Tuesday, June 09, 2009

I often rail against the modern predilection to claim victim status based on any number of ‘-isms;’ it’s one on my major pet peeves. Whether it be race, gender, age, religion, etc., etc., ad nauseum, we can all find some status on which to claim discrimination, and it’s interesting to see the white male GOP reverse position and express those same fears in the debate over Supreme Court nominee Sotomayor. The newest -ism I have read about makes even less sense to me than most: ecological feminism, or ecofeminism for short. How can the contention be made that one must have a female perspective to be able to see the sense in preserving our natural environment?

Philosophers Karen Warren and Jim Cheney attempt to do so in an article titled "Ecological Feminism and Ecosystem Ecology,"
but it is so jargon-laden that the point is difficult to reach. “All ecofeminists endorse the view that an adequate understanding of the nature of the connections between the twin dominations of women and nature requires a feminist theory and practice informed by an ecological perspective and an environmentalism informed by a feminist perspective” (emphasis added). First I would suggest that the possibility of ‘all’ of any group agreeing completely on such a broad stance is highly questionable, but I quibble. More importantly, the statement seems akin to saying one must first be a feminist in order to understand the feminist perspective; all others need not apply.

By virtue of the collection of organs in this physical body I was born with I am a woman, but first and foremost, I am a human being. That, above all else, determines my response to the world in which we live. The assumption that one must be a feminist to properly care about the environment – or any other issue of importance – is short-sighted at best. Statistically, women are the majority of the population. We could stop the war in Iraq, improve public education, establish universal healthcare, and make life better for everyone (ok, except the misogynists) if we had the same vision for the future.

But guess what? We don’t, anymore than all the men have the same vision. Intellect and passion and common sense and humanism are not gender-specific. And until we get past the race/gender/ethnic/religious differences and the pseudo-divisions they create, we deserve the mess we have.

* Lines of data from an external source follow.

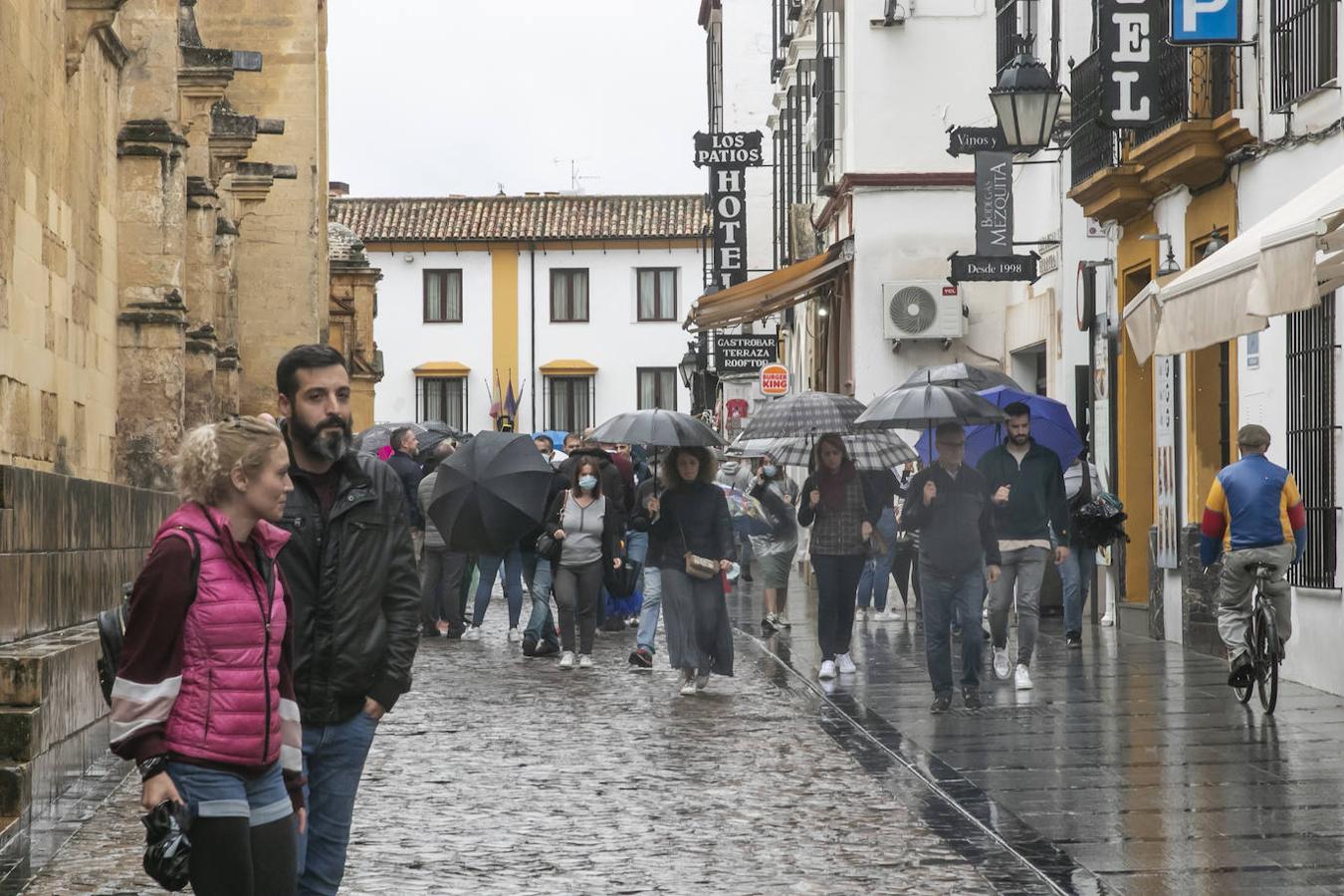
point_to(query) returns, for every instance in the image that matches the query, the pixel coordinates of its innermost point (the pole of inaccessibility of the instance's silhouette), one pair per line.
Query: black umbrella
(964, 375)
(657, 427)
(491, 493)
(803, 414)
(914, 407)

The notion and practice of feminine dependency is a construct of the patriarchal society and tradition which has evolved over time, aided by religious edict. Custom does not make truth, no matter how real the situation may seem. To insist as Simone de Beauvoir does in The Second Sex that women have “no past, no history, no religion of their own” seems a narrow view of humanity. Because the stories of women are not recorded in volumes in the libraries of the world, admittedly controlled for centuries by men, does not mean those stories don’t exist. Our stories are of daily life, not war; of art and nature and culture, not of politics. That does not make them any less real, or pertinent. With the rise of the written word and printing presses, oral transmission of tradition has lost its hold, but it still exists and “old wives’ tales” have their place.

If, in fact, women “avoid(s) the strain involved in undertaking an authentic existence,” the consequences of their bad faith are their own. Separate but equal for the sexes should be no more acceptable than for the races, and it’s up to us – male and female – to correct that historical inequality. Men may truly “fail to realize what they have to gain from the woman of tomorrow,” but if we become that woman of tomorrow today, they will learn. As we move into our true existence, out of bad faith and into a new reality, men will have no choice but to join us. They need us as much as we need them. We are first and foremost human beings; let’s start acting like it.

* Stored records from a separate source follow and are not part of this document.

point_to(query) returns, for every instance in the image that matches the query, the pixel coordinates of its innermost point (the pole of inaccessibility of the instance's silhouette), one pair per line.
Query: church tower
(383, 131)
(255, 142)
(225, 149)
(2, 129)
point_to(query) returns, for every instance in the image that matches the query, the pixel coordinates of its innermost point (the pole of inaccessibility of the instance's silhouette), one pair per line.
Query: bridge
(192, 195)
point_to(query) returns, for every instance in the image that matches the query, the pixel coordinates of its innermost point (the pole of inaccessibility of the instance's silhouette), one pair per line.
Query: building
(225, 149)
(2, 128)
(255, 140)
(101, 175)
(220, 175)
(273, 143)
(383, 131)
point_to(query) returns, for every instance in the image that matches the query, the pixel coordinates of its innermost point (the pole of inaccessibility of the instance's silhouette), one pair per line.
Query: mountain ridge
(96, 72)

Kwame Anthony Appiah’s In My Father's House takes the discussion of discrimination to racial issues. I found his careful separation of racialism and racism, followed by extrinsic and intrinsic versions of racism, a bit hard to follow, but if I understood him correctly, there is hope for the extrinsic racist in that one can, possibly with difficulty, be convinced otherwise with appropriate evidence. Appiah identifies a cognitive incapacity which keeps the extrinsic racist from seeing all humanity as equal: “Many of us are unable to give up beliefs that play a part in justifying the special advantages we gain from our positions in the social order.” That is something we are all guilty of at times, whether motivated by race or some other notion of Other. The beliefs of an intrinsic racist are more intractable. They are ideological rather than cognitive, and are just as impossible to argue with as any other divisive ideology.

My contention remains that -ism differences are far over-emphasized in our society. We can all be victims in some form or other if we care to look for a label. Changing this narrow culture will not be easy; I’m not even sure wholesale change is possible. And as with any -ism, all I can do is change myself and my outlook on the world, and maybe have some small influence on my family and close friends; anything else is beyond my control. If those tiny ripples I can affect make a wave downstream, so much the better, but I can’t wait for it, agonize over it, or let my life be determined by it. All I can do is live the best I can, one day and one moment at a time. My life, and the environment, and humanity, deserve no less.